Zagueiro e um dos líderes do grupo revela conversa de Aguirre que mudou o Inter - Jeremias Wernek/UOL
Zagueiro e um dos líderes do grupo revela conversa de Aguirre que mudou o Inter Imagem: Jeremias Wernek/UOL

Jeremias Wernek

Do UOL, em Porto Alegre

03/06/2015 06h00

Um Internacional sofrido, forjado na temporada em que o Beira-Rio ficou fechado e na luta contra o rebaixamento que existiu matematicamente até a última rodada do Brasileirão, é a essência do time que está na semifinal da Copa Libertadores. Esta é a definição de Juan, zagueiro e um dos líderes do grupo comandado por Diego Aguirre. Integrante ativo do Bom Senso FC, o camisa quatro ainda vê grandes méritos na filosofia do técnico uruguaio e diz que a derrota de 7 a 1 para a Alemanha na Copa do Mundo foi reflexo da enorme diferença entre as estruturas de cada país.

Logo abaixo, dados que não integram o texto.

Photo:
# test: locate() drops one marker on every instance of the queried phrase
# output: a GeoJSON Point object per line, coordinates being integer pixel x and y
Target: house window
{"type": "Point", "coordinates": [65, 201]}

Em Porto Alegre desde julho de 2012, Juan não desvincula o time que está entre os quatro melhores do continente daquele que foi dirigido por Dunga e depois Clemer. Em entrevista ao UOL Esporte, o zagueiro vai além: revela que o sofrimento do ano de 2013 – de jogos do Colorado em Caxias do Sul e da irregularidade quase total, são citados até hoje no vestiário para mobilizar o elenco.

“Vira e mexe o pessoal que ficou lembra aquele ano e como a gente não quer viver de novo aquela coisa”, diz. “É um seguimento do que a gente fez em 2014 e uns até sendo rescaldo do sufoco de 2013. Ano passado já foi muito bom, com Gauchão e Brasileirão muito regular, mas agora a obrigação é dar um passo a frente. O grupo está maduro, merece algo de expressão”, completa.

Presente em duas Copas do Mundo, 2006 e 2010, Juan ainda fala que a derrota histórica para a Alemanha fez jus ao abismo entre a organização dos países e reitera críticas à CBF e traça paralelo entre os treinadores brasileiros e os estrangeiros.

“O sistema aqui é único. Em nenhum lugar do mundo você encontra algo similar. Tem leis que permitem ser tão complicado... o nosso modo de pensar é diferente do resto do mundo. A diferença de tudo, jogadores e treinadores, é grande”, dispara. Confira a entrevista completa a seguir:

UOL Esporte: onde esse Inter de 2015 pode chegar?

Juan: Espero que chegue longe, mas não vejo como inter de 2015. É um seguimento do que a gente fez em 2014 e uns até sendo rescaldo do sufoco de 2013. Ano passado já foi muito bom, com Gauchão e Brasileirão muito regular, mas agora a obrigação é dar um passo a frente. Estamos tentando com a Libertadores e tem o Campeonato Brasileiro. O grupo está mais maduro e merece algo de expressão.

Qual exemplo você tem para mostrar essa maturidade do time?

Você vai sempre ganhando experiência. Esse ano tivemos de tudo na Libertadores: saímos perdendo em casa, levamos gol no final fora de casa e viramos também um confronto. É um somatório que vai deixando o grupo mais forte e dando confiança.

UOL Esporte: Que outras ligações existem neste Inter de agora com 2014 e 2013?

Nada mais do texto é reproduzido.